DSL (digital subscriber line) Internet is one of the most accessible and used Internet connections in the country. It is also easy to set up and start browsing.
How it works
DSL connections are run through the phone lines in your home. This technology channels your Internet connection and phone service through the same wires. It uses a piece of equipment called a “splitter” to allow users to access both phone and Internet at the same time.
DSL once required customers to get phone service if they wanted Internet service as well. However, this is no longer a requirement. It is possible to subscribe solely to DSL Internet now. This is called Naked DSL.
DSL offers Internet speeds in a range of 1.5 to 40 Mbps on average. Your speed depends on the plan you sign up for, the devices you use, where you are located and the activities you do on the Internet.
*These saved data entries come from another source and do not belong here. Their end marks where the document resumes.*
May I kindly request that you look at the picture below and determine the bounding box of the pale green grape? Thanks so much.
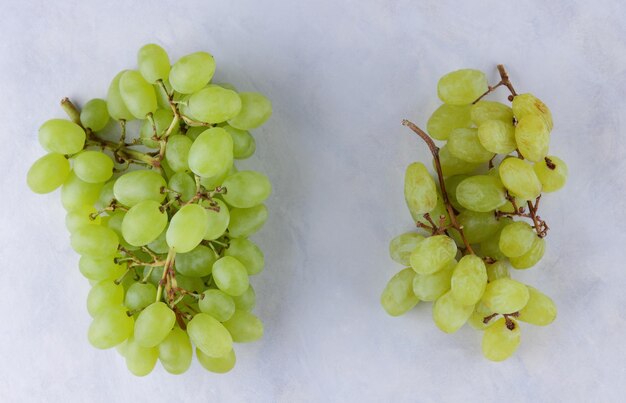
[137,43,170,84]
[481,278,529,313]
[224,238,264,275]
[486,261,510,282]
[510,237,545,269]
[106,210,138,251]
[61,171,103,211]
[147,227,169,254]
[166,204,208,253]
[212,256,249,296]
[404,162,437,217]
[471,101,513,126]
[498,158,542,200]
[96,179,116,210]
[410,235,457,275]
[197,348,236,373]
[456,210,500,243]
[158,327,192,375]
[199,162,235,190]
[468,302,495,330]
[450,255,487,306]
[204,199,230,240]
[482,317,521,361]
[447,128,495,163]
[415,193,451,227]
[380,268,419,316]
[188,86,242,123]
[125,336,159,376]
[228,204,268,238]
[167,172,196,202]
[515,115,550,162]
[113,170,167,207]
[187,313,233,357]
[106,71,135,121]
[227,92,272,130]
[143,266,163,286]
[87,280,125,316]
[437,69,488,105]
[222,171,271,208]
[444,175,468,212]
[199,289,236,322]
[80,99,110,131]
[119,70,158,119]
[79,256,126,281]
[188,127,233,178]
[175,245,216,277]
[165,134,192,172]
[88,306,134,349]
[176,274,206,294]
[499,221,536,258]
[70,225,119,257]
[477,120,516,154]
[479,230,506,261]
[186,126,206,141]
[518,286,557,326]
[222,125,256,159]
[533,156,567,192]
[73,151,114,184]
[426,104,472,140]
[512,93,553,130]
[140,108,176,148]
[456,175,506,212]
[27,153,70,194]
[232,285,256,311]
[121,200,168,246]
[38,119,86,154]
[412,260,454,301]
[389,232,424,266]
[169,52,216,94]
[222,310,263,343]
[124,282,157,311]
[134,301,176,347]
[432,290,473,333]
[439,145,480,176]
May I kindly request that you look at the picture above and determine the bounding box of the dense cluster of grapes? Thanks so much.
[27,44,272,375]
[382,65,567,361]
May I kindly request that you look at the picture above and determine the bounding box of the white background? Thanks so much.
[1,1,625,402]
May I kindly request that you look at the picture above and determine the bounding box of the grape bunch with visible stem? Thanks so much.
[27,44,273,375]
[382,65,566,361]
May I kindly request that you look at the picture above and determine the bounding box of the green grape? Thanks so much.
[447,128,495,163]
[113,170,167,207]
[389,232,425,267]
[222,310,263,343]
[482,317,521,361]
[142,266,163,286]
[204,199,230,240]
[533,156,567,192]
[437,69,488,105]
[515,115,550,162]
[177,274,206,295]
[188,86,242,123]
[106,71,135,121]
[456,175,506,212]
[38,119,86,155]
[477,120,516,154]
[119,70,158,119]
[227,92,272,130]
[166,204,208,253]
[87,280,125,316]
[212,256,249,296]
[221,125,256,159]
[199,162,236,190]
[80,99,110,131]
[199,289,236,322]
[165,134,192,173]
[167,172,196,202]
[228,204,268,238]
[479,230,506,261]
[106,210,138,251]
[380,268,419,316]
[450,255,487,306]
[169,52,216,94]
[485,261,510,282]
[412,260,454,301]
[79,256,126,281]
[88,305,134,349]
[124,336,159,376]
[468,302,495,330]
[222,171,271,208]
[122,200,168,246]
[444,175,468,212]
[73,151,114,184]
[512,93,553,130]
[410,235,457,275]
[147,227,169,254]
[137,43,171,84]
[518,286,557,326]
[499,221,536,258]
[134,301,176,347]
[175,245,216,277]
[187,127,234,178]
[404,162,437,217]
[456,210,500,243]
[140,108,176,148]
[415,193,451,227]
[470,101,513,126]
[96,179,116,210]
[185,126,205,141]
[61,171,103,211]
[498,158,542,200]
[432,290,473,333]
[124,282,157,311]
[27,153,70,194]
[196,348,236,374]
[70,225,119,257]
[224,238,264,275]
[481,278,529,313]
[426,104,472,140]
[510,237,545,269]
[187,313,233,357]
[232,285,256,311]
[158,327,193,375]
[439,145,480,176]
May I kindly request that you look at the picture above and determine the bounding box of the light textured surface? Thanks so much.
[1,0,625,402]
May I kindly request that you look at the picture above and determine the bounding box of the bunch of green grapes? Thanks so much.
[27,44,272,375]
[382,66,567,361]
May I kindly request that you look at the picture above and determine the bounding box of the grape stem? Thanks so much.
[471,64,518,104]
[156,248,177,303]
[402,120,475,254]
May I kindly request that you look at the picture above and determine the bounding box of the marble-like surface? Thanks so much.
[1,0,625,402]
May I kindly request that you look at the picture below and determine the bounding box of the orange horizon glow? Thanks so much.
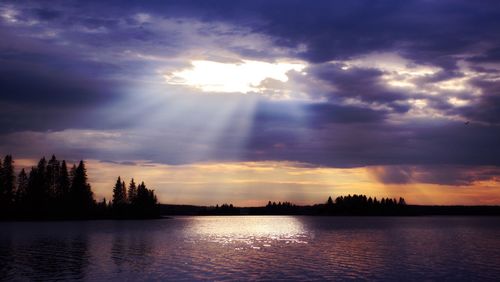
[11,158,500,206]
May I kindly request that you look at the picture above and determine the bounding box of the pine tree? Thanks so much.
[34,157,49,206]
[398,197,406,206]
[128,178,137,204]
[70,164,77,184]
[46,155,60,199]
[327,196,334,206]
[70,160,94,214]
[16,168,28,203]
[122,180,127,203]
[58,160,70,202]
[112,176,126,206]
[135,182,158,210]
[1,155,16,205]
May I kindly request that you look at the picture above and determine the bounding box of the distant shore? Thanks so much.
[2,205,500,221]
[159,204,500,216]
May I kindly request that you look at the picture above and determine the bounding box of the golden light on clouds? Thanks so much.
[97,161,500,206]
[14,159,500,206]
[165,60,306,94]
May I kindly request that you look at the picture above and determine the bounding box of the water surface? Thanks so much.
[1,216,500,280]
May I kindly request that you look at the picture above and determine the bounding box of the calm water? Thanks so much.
[1,216,500,281]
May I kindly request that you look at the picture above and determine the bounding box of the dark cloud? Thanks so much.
[113,0,500,67]
[305,103,387,125]
[0,55,124,133]
[245,106,500,168]
[310,64,409,110]
[462,79,500,124]
[468,47,500,63]
[0,70,118,106]
[32,8,62,21]
[370,165,500,186]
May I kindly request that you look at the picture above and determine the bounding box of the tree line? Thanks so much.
[110,176,159,218]
[322,194,407,215]
[0,155,159,220]
[262,195,406,215]
[161,195,409,216]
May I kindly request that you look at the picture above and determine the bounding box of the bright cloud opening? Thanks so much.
[165,60,306,94]
[448,97,469,107]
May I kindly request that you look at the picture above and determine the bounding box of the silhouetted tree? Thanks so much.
[47,155,60,199]
[398,197,406,206]
[69,161,94,215]
[122,180,127,203]
[327,196,334,206]
[134,181,158,215]
[1,155,15,206]
[112,177,126,206]
[58,160,70,202]
[26,157,50,211]
[0,155,165,219]
[70,164,77,184]
[128,178,137,204]
[324,194,407,215]
[135,182,157,207]
[16,168,28,203]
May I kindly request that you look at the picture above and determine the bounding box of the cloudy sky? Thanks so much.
[1,0,500,205]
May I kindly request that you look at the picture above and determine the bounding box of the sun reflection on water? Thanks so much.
[183,216,310,249]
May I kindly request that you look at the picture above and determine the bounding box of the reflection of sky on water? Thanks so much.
[183,216,310,248]
[2,217,500,280]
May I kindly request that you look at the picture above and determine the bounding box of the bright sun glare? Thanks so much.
[165,60,306,93]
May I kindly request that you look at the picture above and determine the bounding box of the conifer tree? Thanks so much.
[122,180,127,203]
[47,155,60,199]
[1,155,16,204]
[128,178,137,204]
[70,164,77,184]
[34,157,49,205]
[58,160,70,201]
[70,160,94,213]
[327,196,334,206]
[112,176,126,206]
[16,168,28,203]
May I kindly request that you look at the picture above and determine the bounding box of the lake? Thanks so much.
[1,216,500,281]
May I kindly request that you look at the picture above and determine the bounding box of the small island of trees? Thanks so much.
[0,155,159,220]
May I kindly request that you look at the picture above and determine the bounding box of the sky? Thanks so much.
[1,0,500,205]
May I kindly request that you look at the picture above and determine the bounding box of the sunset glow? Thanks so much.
[1,0,499,206]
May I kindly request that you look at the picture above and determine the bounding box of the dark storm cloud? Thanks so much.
[110,0,500,66]
[246,103,500,168]
[0,54,124,133]
[32,8,61,21]
[305,103,387,125]
[7,0,500,66]
[309,63,410,111]
[461,79,500,124]
[0,70,117,106]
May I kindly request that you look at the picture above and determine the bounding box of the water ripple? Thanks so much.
[1,216,500,280]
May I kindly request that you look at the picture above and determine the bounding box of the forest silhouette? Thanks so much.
[0,155,159,220]
[2,154,499,220]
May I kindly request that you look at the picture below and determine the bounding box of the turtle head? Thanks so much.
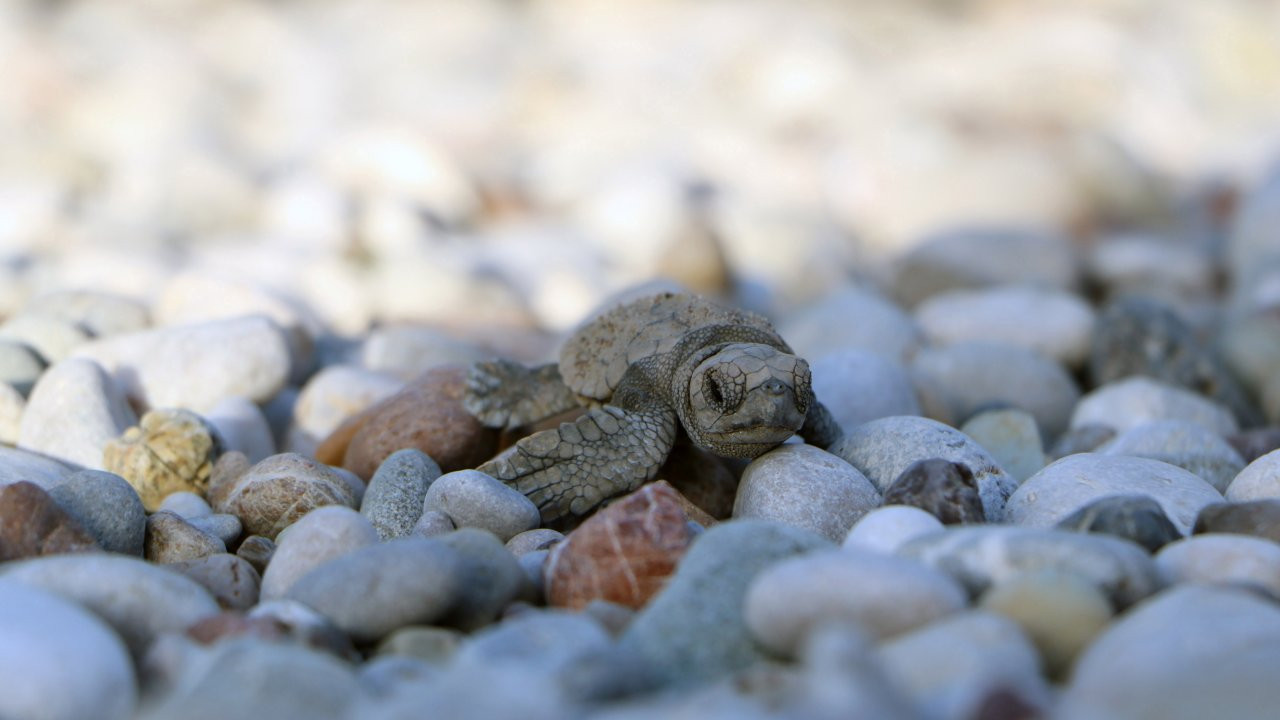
[684,343,812,458]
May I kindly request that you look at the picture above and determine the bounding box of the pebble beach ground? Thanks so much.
[3,1,1280,719]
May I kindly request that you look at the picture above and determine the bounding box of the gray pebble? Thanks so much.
[1049,423,1116,460]
[1070,376,1238,436]
[734,444,881,542]
[261,505,378,601]
[436,528,528,631]
[518,549,548,602]
[204,396,276,463]
[960,408,1046,484]
[186,513,242,547]
[1100,420,1245,493]
[359,655,438,698]
[361,448,441,540]
[1056,494,1182,552]
[235,535,275,575]
[1194,499,1280,543]
[843,505,945,554]
[505,528,564,556]
[809,349,921,434]
[0,339,46,396]
[423,470,540,543]
[157,491,213,519]
[778,286,922,363]
[18,357,137,470]
[145,511,226,564]
[1225,448,1280,502]
[412,509,456,538]
[1155,534,1280,596]
[375,626,464,664]
[168,553,261,611]
[889,227,1076,307]
[47,469,146,555]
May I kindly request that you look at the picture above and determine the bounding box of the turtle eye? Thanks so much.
[704,369,726,407]
[703,367,743,410]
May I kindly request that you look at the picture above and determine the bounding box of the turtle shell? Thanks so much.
[558,292,779,400]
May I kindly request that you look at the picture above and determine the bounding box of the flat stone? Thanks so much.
[204,396,275,463]
[436,528,528,631]
[960,408,1046,484]
[423,469,540,542]
[1056,494,1182,552]
[18,357,136,470]
[1070,376,1239,436]
[882,458,986,524]
[0,581,136,720]
[734,444,881,542]
[1194,500,1280,543]
[168,553,262,611]
[1155,534,1280,597]
[1225,448,1280,502]
[0,481,99,561]
[915,285,1095,368]
[829,416,1018,523]
[978,569,1114,680]
[103,408,220,511]
[1010,453,1223,534]
[361,448,441,540]
[745,549,966,657]
[212,453,356,540]
[843,505,945,554]
[145,511,225,564]
[47,470,146,555]
[0,338,45,395]
[288,365,402,457]
[1100,420,1245,493]
[261,505,379,601]
[778,286,922,363]
[809,349,921,434]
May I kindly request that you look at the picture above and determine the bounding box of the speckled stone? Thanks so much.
[733,444,881,541]
[360,449,441,540]
[1055,494,1182,552]
[103,408,221,512]
[1193,500,1280,543]
[46,470,146,556]
[882,458,985,525]
[211,453,356,540]
[422,470,540,543]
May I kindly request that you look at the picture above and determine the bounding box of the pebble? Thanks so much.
[27,290,150,338]
[843,505,945,554]
[0,481,99,561]
[1009,453,1223,534]
[1060,585,1280,720]
[978,569,1114,679]
[18,357,137,470]
[0,445,76,489]
[1071,376,1239,436]
[959,408,1046,483]
[235,535,276,575]
[158,491,213,518]
[186,514,242,546]
[1086,234,1215,302]
[882,458,986,524]
[506,528,564,556]
[654,454,732,523]
[0,553,220,658]
[211,453,356,539]
[1055,494,1182,552]
[288,364,402,456]
[808,349,921,434]
[545,483,697,610]
[358,655,438,698]
[914,285,1096,368]
[519,550,549,601]
[733,444,881,542]
[361,448,442,540]
[247,599,358,660]
[412,509,456,538]
[423,469,540,542]
[0,338,45,395]
[260,505,379,601]
[145,511,226,564]
[1049,423,1116,459]
[899,525,1161,608]
[1100,420,1245,493]
[0,382,21,444]
[620,520,831,688]
[1218,308,1280,400]
[889,227,1077,307]
[169,553,262,610]
[1155,534,1280,597]
[204,396,275,463]
[105,408,221,511]
[0,581,136,720]
[436,528,528,631]
[877,610,1051,720]
[360,325,488,381]
[72,316,293,412]
[375,626,464,664]
[0,313,93,364]
[744,548,966,657]
[46,469,146,555]
[1224,448,1280,502]
[829,415,1018,523]
[778,286,923,362]
[1194,500,1280,543]
[284,537,465,643]
[910,340,1080,442]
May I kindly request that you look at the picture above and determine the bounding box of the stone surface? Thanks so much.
[72,315,293,412]
[18,357,136,470]
[289,364,403,456]
[1194,500,1280,543]
[733,444,881,541]
[158,491,213,519]
[1010,453,1223,534]
[375,626,464,664]
[745,549,966,657]
[436,528,528,631]
[0,338,45,395]
[361,448,441,540]
[1050,423,1116,460]
[1155,534,1280,597]
[212,453,356,540]
[545,483,697,610]
[169,553,262,611]
[778,286,922,363]
[656,442,739,521]
[978,569,1114,679]
[1055,494,1182,552]
[247,599,358,660]
[506,528,564,556]
[882,458,986,524]
[423,469,541,542]
[145,511,226,564]
[0,381,21,444]
[843,505,946,554]
[1100,420,1246,493]
[899,525,1161,609]
[235,535,276,575]
[0,481,99,561]
[261,505,379,601]
[360,326,488,381]
[620,520,831,687]
[47,469,147,555]
[1070,376,1239,436]
[28,290,149,339]
[0,445,76,489]
[412,510,456,538]
[204,396,275,463]
[1225,448,1280,502]
[830,416,1018,523]
[910,341,1080,442]
[809,349,921,434]
[0,314,92,364]
[1060,586,1280,720]
[1227,427,1280,464]
[915,285,1095,368]
[104,408,221,511]
[0,581,136,720]
[186,513,243,546]
[959,408,1046,484]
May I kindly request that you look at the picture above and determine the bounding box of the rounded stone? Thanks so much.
[0,381,21,445]
[104,408,221,512]
[145,511,226,564]
[882,458,986,524]
[1009,453,1224,534]
[734,444,881,542]
[778,286,922,363]
[235,535,275,575]
[843,505,945,554]
[412,510,456,538]
[27,290,149,339]
[423,469,540,543]
[360,448,442,540]
[745,549,967,657]
[1194,500,1280,543]
[289,364,402,456]
[212,453,356,540]
[960,408,1046,484]
[0,338,45,395]
[0,581,136,720]
[809,349,921,435]
[204,396,276,464]
[0,445,76,490]
[830,416,1019,523]
[261,505,379,601]
[436,528,528,631]
[1100,420,1245,493]
[46,469,146,556]
[978,569,1114,680]
[1055,494,1182,552]
[157,491,213,519]
[915,285,1095,368]
[186,513,243,546]
[168,553,262,611]
[0,481,99,561]
[1155,534,1280,597]
[0,314,92,364]
[1225,448,1280,502]
[1070,376,1239,436]
[18,357,137,471]
[360,326,489,381]
[506,528,564,556]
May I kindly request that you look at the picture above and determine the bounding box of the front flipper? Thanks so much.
[799,400,842,449]
[463,360,582,430]
[477,404,678,522]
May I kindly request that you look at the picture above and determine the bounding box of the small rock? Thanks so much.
[1010,453,1223,534]
[332,466,367,507]
[168,553,262,611]
[1219,308,1280,398]
[18,357,136,470]
[104,408,221,512]
[1100,420,1245,493]
[545,483,697,610]
[205,451,251,508]
[452,609,612,676]
[360,326,488,381]
[1070,376,1239,436]
[1194,500,1280,543]
[27,290,149,338]
[745,549,966,657]
[0,581,136,720]
[519,550,549,602]
[1225,448,1280,502]
[656,442,738,521]
[436,528,528,631]
[361,449,442,540]
[412,510,456,538]
[248,599,357,660]
[288,365,402,457]
[882,458,985,524]
[581,600,636,637]
[830,416,1018,523]
[1055,494,1182,552]
[809,349,921,434]
[185,612,286,646]
[423,469,540,542]
[158,491,213,519]
[0,481,99,561]
[0,338,45,395]
[145,512,225,564]
[1155,534,1280,596]
[960,408,1047,484]
[506,528,564,556]
[0,445,75,489]
[186,514,242,546]
[915,285,1095,368]
[260,505,378,601]
[778,286,923,363]
[0,313,92,364]
[0,382,21,444]
[843,505,945,554]
[733,444,881,541]
[1227,427,1280,464]
[235,535,275,575]
[204,396,275,463]
[46,470,146,555]
[1086,234,1215,303]
[212,453,356,540]
[978,569,1114,680]
[375,626,464,664]
[1049,423,1116,460]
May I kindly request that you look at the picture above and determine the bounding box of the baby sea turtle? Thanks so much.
[464,292,841,521]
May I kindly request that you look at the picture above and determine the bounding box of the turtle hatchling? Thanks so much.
[464,292,842,521]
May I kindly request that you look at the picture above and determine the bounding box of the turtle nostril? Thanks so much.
[763,380,785,395]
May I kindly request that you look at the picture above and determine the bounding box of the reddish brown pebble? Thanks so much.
[544,482,697,611]
[187,611,286,645]
[0,481,99,561]
[330,366,499,480]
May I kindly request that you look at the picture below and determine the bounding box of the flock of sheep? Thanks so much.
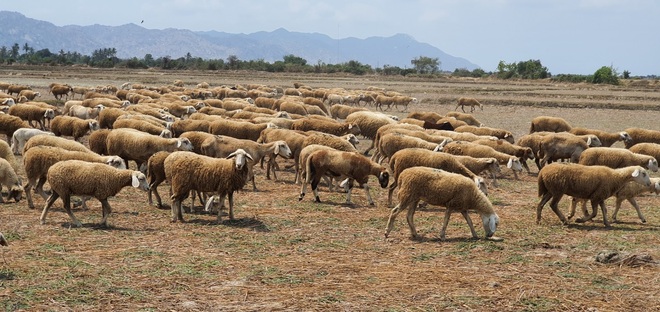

Most DSL providers offer either a self-install option or professional install. The installation method you qualify for depends on your area, your plan and your provider. Because DSL works through phone lines, your home must have phone lines in order to set up Internet connection or you may need to get them installed.
For DSL, in most cases, lines are already set up so installation is easy. For self-installments, your provider will send you all the equipment and instructions you need in the mail. Then they will send someone out to activate your address as an active DSL customer. This lets their system know to provide you with their Internet connection.
You will need a modem and a router or a piece of equipment that works as both. The modem converts the Internet connection into usable Internet for your compatible devices. The router then emits the signal, allowing your devices to connect wirelessly.
You can set up Internet connection to your device either wirelessly or using an Ethernet cord. Wireless is good for mobile devices and connecting anywhere in the house. The Ethernet cable is good for consistent, smooth DSL connection that is used by only one device.